By Clive Bradley
The American and British forces now occupying Iraq originally promised a quick move to government by the Iraqis themselves. Now a 25-member 'Governing Council' has been formed, meeting for the first time on 13 July. The chief US administrator in Iraq, L Paul Bremer III, has a veto over all its decisions.
It inaugurated the new era by banning some Ba'thist public holidays. In a country where many workers have not been paid for weeks, where there is often no electricity or basic services, and where even the semblance of public order has yet to be restored, most Iraqis must have heard of this declaration with a bemused shrug.
There will now be a new holiday to mark Saddam's downfall.
Bremer claimed that he had made a number of 'tactical adjustments' to meet the demands of Iraqis, one of which was to grant assurances that the majority of the council's members would be Shiites, who are a majority in the country.
The body will appoint and supervise a council of ministers that would run the government, send diplomats abroad to represent Iraq, establish a new currency, set fiscal and budget policy and, perhaps, take a prominent role in national security even as the country remains garrisoned by American and British troops.

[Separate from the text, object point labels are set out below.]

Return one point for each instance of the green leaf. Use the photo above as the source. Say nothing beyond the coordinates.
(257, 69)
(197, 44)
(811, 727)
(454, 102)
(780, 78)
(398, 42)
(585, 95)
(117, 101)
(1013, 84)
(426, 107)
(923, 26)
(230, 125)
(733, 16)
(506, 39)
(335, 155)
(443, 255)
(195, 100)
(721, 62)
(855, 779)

'If they appoint a minister and he doesn't perform, they can fire him,' Mr Bremer said. 'That's pretty executive.'
The so-called Iraqi Blogger, Salam Pax, writing in the Guardian (15 July), raises doubts about this rosy picture. He managed to get an invite to Sunday's meeting. But 'to get in, all you needed was a foreign ID. But true to the ways of the new Iraq, Iraqis were second-rank; I had to be with a foreigner to see my new government's first press conference. Very tough security procedures all the way through; my ass was grabbed three times, and when a soldier was told I was a translator, he said Ôso you speak French'. Had to remind him he was in Iraq.'
The council consists of 13 Shi'a clerics, five Sunnis, five Kurds, an Assyrian Christian and a Turcoman. Three members are women.
It includes most of the best-known political leaders and forces in Iraq opposed to the ousted Saddam regime. Ahmad Chalabi, the head of the Iraqi National Congress, and favourite of the neo-cons in Washington, is there. But so too is Abdel Aziz al-Hakim of the Supreme Council for Islamic Revolution in Iraq (SCIRI) - the brother of its leader - and the older Islamist Dawa Party, along with several other clerical leaders.
Both the chief Kurdish leaders - Jalal Talabani and Massoud Barzani - are on the council. There is Iyad Allawi, leader of the Saudi-backed Iraq National Accord (and an ex-Ba'thist, responsible for the supervision of public hangings before he fell out with Saddam), and Adnan Pachachi a prominent political figure since 1958, who was in the government overthrown by the Ba'th in 1968.
Hamid Majid Moussa, secretary of the Iraqi Communist Party, is one of the council's members. Among the more respectworthy are Dara Noor Alzin, a judge who was sent to the notorious Abu Ghraib prison for declaring one of Saddam's edicts to be illegal; and Abdel Karim Mahmoud Al-Mohammedawi, known as the 'prince of the marshes', an Islamist (his party is called Hizbollah), but a courageous leader of the resistance among the poverty-stricken, and foully persecuted, 'marsh Arabs' in the south.
These 25 people represent an impressively wide array of political figures, and a success for the Americans.
In north Baghdad on 11 July, thousands demonstrated in protest that the Organisation of Islamic Action was not represented. Baghdad's slum area was formerly known as Saddam City, and now informally as Sadr City after a murdered cleric, whose son, Muqtada al-Sadr, has developed a firm base there.
Al-Sadr, who in some accounts has the largest Islamist movement in Iraq today, is also not represented in the council. (It is not clear what the relationship is between the al-Sadr movement and the OIA, which is linked to Ayatollah Mehdi Modaressi, who from his name is Iranian.)
That SCIRI and other, moderate and pro-Iranian Islamist groups, actively sought to participate is highly significant. Iran wants to maintain friendly relations with the United States, so it follows that its allies or agents in Iraq will play this role.
Whether remaining outside the council will prove more popular with the disaffected Iraqi masses remains to be seen. There is no clear timetable for a transition to an elected government, though it will certainly not be before 2004.
There are the beginnings of workers' organisations now in Iraq. The Worker-Communist Party has initiated an unemployed workers' union which reportedly organised a demonstration of 10,000 at the beginning of July, as well as a women's organisation.
The Communist Party, which has a long tradition of organising unions going back to the 1940s, has launched a Workers' Democratic Trade Union Movement. Struggles over the payment of wages, and over permanent contracts, have begun to take place.